It is easy for us who are bombarded with information not to meditate or process all the input to which we are exposed. We are inundated with news from our car radios, emails at work, texts and tweets from friends, web-site surfing, and podcasts and TV in the evenings. And don’t forget all the cell phones calls each day.
Donald S. Whitney in his Spiritual Disciplines For The Christian Life contrasts our 21st century media saturated lifestyle to the 18th century theologian Jonathan Edwards. “I’m told that due to the information explosion, which doubles the total sum of human knowledge every few years, we’ve now reached a point where the average weekday edition of the New York Times contains more information than Jonathan Edwards would have encountered in his entire eighteenth-century lifetime” (page 46). This prolific writer did not have the distractions with which we battle. Granted the fact he was a disciplined genius did not hurt.
How can we overcome the endless competitors for our time and attention and grow in the grace and knowledge of God’s Word? Meditation!
Whitney defines meditation as “deep thinking on the truths and spiritual realities revealed in Scripture for the purposes of understanding, application, and prayer” (page 44).
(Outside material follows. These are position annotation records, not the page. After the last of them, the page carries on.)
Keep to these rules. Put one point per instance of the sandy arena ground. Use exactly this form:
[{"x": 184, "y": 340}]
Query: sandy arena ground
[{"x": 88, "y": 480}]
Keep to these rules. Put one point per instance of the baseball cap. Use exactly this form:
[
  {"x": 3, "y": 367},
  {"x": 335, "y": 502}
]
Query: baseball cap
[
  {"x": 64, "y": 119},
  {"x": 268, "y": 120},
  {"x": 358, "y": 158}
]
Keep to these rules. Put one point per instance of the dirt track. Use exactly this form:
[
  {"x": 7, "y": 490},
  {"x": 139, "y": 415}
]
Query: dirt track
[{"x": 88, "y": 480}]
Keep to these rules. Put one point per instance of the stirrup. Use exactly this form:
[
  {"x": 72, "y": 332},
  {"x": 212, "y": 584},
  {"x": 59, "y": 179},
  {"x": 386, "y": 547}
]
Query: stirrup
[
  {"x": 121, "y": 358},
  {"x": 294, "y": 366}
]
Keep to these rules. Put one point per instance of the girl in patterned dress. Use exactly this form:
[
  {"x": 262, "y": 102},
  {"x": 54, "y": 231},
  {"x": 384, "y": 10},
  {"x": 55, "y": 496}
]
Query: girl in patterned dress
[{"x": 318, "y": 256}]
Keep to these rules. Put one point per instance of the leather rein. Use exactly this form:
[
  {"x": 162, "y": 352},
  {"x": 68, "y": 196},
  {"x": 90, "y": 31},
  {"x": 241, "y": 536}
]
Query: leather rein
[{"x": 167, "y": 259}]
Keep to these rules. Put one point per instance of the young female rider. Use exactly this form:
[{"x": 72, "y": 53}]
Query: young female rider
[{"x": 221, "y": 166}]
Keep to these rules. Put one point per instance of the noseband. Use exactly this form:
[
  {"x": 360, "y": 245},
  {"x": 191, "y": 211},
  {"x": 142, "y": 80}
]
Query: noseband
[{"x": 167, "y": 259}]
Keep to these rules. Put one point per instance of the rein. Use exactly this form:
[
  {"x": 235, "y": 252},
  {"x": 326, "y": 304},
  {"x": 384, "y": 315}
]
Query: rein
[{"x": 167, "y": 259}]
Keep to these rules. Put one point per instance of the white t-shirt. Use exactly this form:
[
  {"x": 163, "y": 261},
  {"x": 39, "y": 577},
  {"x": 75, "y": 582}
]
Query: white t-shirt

Whitney gives an analogy of a cup of tea. In the analogy you are the hot cup of water and the Word of God is the tea bag. “Hearing God’s Word is like one dip of the tea bag into the cup. Some of the tea’s flavor is absorbed by the water, but not as much as would occur with a more thorough soaking of the bag. In this analogy, reading, studying, and memorizing God’s Word are represented by additional plunges of the tea bag into the cup. The more frequently the tea enters the water, the more effect it has. Meditation, however, is like immersing the bag completely and letting it steep until all the rich tea flavor has been extracted and the hot water is thoroughly tinctured reddish brown” (page 44).
Success in the Bible is only promised in relationship to the Bible and specifically in regard to meditating on God’s Word (Psalm 1:1-3; Joshua 1:8).
Even Edwards had to discipline himself to use his time wisely in order to meditate on God’s Word. Whitney related the following example: When he was younger, Edwards had pondered how to make use of the time he had to spend on journeys (on horse back). After the move to Northampton he worked out a plan for pinning a small piece of paper to a given spot on his coat, assigning the paper a number and charging his mind to associate a subject with that piece of paper. After a ride as long as the three-day return from Boston he would be bristling with papers. Back in his study, he would take off the papers methodically, and write down the train of thought each slip recalled to him (page 48).
It is not enough to memorize God’s Word. Atheists and parrots memorize the Bible. Meditation equips us to apply God’s Word.
Just as meditating should take place after hearing, reading, studying, and memorizing God’s Word, prayer should be the practical application of meditation. Thomas Manton wrote of this process: “The word feeds meditation and meditation feeds prayer” (The Works of Thomas Manton, pages 272-273).
Daniel was meditating on Jeremiah 25 as Daniel 9:1-2 records. When he understood the significance of the passage he set his face “unto the Lord God, to seek by prayer and supplications, with fastings, and sackcloth and ashes.” Meditation fed one of the most remarkable prayers in God’s Word.
David also benefited from his meditation which led to this outburst of praise: “O how love I your law! It is my meditation all the day. You through your commandments have made me wiser than mine enemies: for they are ever with me. I have more understanding than all my teachers: for your testimonies are my meditation. I understand more than the ancients, because I keep you precepts” (Psalm 119:97-100).
As a result of his recorded meditations, Edwards being dead yet speaks and impacts our lives. If we would commit ourselves to this lost art of concentration we also could be used of God to be agents of change.